Coronavirus News

Potential second wave could prove similar to 1918 pandemic, UH medical historian says

Based on historical data, a UH medical historian said a second wave of new coronavirus infections could prove similar to the 1918 Spanish flu pandemic.

Associate director for the Honors College Medicine and Society Program Helen Valier has been analyzing the similarities COVID-19 has to diseases from the past.

“Infectious disease outbreaks are biologically inevitable, but huge loss of life seldom is,” Valier said. “Like any large-scale infectious disease outbreak past or present, public policy and other social factors play a huge role in how many deaths there will be at different times and in different places.”

Looking back at the Spanish flu, there were three waves. At the end of the third wave, around a third of the world’s total population was infected and upwards of 50 million died, Valier said.

The second wave proved to be deadlier than the first in regards to the Spanish flu.

Valier said injured troops returning in large numbers to the U.S. in 1918 is part of what drove the second wave of the Spanish flu. 

Valier told KHOU the second wave of the Spanish flu had a more severe effect on those in their 20s and 30s. This had an overall effect on the economy as this age group was considered the most productive.

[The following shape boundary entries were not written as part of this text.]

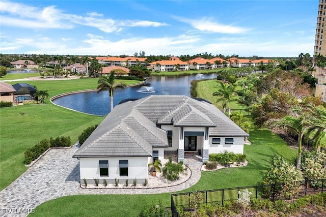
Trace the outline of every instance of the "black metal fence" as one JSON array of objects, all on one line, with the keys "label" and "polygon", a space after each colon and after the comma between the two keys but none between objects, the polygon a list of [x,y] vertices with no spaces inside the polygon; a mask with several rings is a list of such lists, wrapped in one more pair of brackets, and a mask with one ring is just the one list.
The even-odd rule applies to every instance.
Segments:
[{"label": "black metal fence", "polygon": [[225,201],[237,200],[240,197],[239,192],[246,189],[252,193],[251,199],[269,199],[271,201],[291,200],[324,193],[326,190],[326,179],[173,194],[171,195],[172,216],[179,216],[177,209],[192,211],[205,203],[223,205]]}]

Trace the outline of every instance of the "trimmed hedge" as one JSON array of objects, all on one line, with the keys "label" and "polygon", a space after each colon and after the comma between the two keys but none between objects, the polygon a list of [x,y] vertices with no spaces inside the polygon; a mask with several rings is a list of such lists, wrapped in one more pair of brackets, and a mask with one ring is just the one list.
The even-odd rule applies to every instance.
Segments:
[{"label": "trimmed hedge", "polygon": [[12,102],[0,102],[0,108],[11,107],[12,106]]},{"label": "trimmed hedge", "polygon": [[70,137],[65,137],[64,136],[59,137],[52,139],[50,138],[50,144],[51,148],[69,147],[71,145],[71,140]]},{"label": "trimmed hedge", "polygon": [[82,145],[86,141],[86,139],[92,134],[93,131],[94,131],[98,125],[90,127],[87,128],[82,133],[82,134],[78,137],[78,140],[79,142],[79,145]]},{"label": "trimmed hedge", "polygon": [[49,140],[44,139],[28,149],[25,151],[24,164],[30,164],[32,161],[37,159],[37,158],[50,147],[50,145]]},{"label": "trimmed hedge", "polygon": [[68,147],[71,145],[71,141],[69,136],[58,137],[54,139],[51,137],[49,140],[44,139],[25,151],[24,164],[30,164],[50,147]]}]

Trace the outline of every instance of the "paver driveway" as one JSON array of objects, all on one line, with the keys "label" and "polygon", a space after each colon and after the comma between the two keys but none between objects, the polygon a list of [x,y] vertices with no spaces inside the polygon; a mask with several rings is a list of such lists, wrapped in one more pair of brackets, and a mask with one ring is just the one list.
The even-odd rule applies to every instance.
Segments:
[{"label": "paver driveway", "polygon": [[[27,212],[28,209],[33,211],[31,209],[44,202],[68,195],[174,192],[189,188],[200,178],[201,165],[188,163],[192,176],[178,185],[158,189],[83,189],[79,187],[79,162],[72,158],[77,149],[75,144],[71,148],[50,150],[0,192],[0,216],[26,216],[28,213],[19,212]],[[10,211],[14,213],[9,214]]]}]

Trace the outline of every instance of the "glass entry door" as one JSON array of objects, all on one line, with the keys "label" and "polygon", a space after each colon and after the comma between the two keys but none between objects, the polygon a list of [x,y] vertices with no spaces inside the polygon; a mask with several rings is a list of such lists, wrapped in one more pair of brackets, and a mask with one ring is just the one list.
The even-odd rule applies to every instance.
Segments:
[{"label": "glass entry door", "polygon": [[184,137],[184,150],[196,151],[197,145],[197,136]]}]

In talking about the differences social distancing makes, Valier said death tolls from the Spanish flu reflected the degree of intervention government officials took.

“In the places where local public health officials, local city and county politicians could see eye to eye over closures, masking rules, phased reopening, etc., deaths tended to be lower,” Valier said. “In places where there was less agreement and less coordination, (the death toll was) higher.”

An example Valier uses is the Philadelphia Liberty Loans Parade going ahead in September 1918 despite the pleas of public health officials.

Within a few days, Philadelphia recorded the highest death toll of any U.S. metro area during the crisis.

“The lesson I think is that so much about this disease is new and uncertain,” Valier said. “But, we have dealt with new and uncertain diseases before and we will now so long as we remember that not everything about our pandemic response is new.”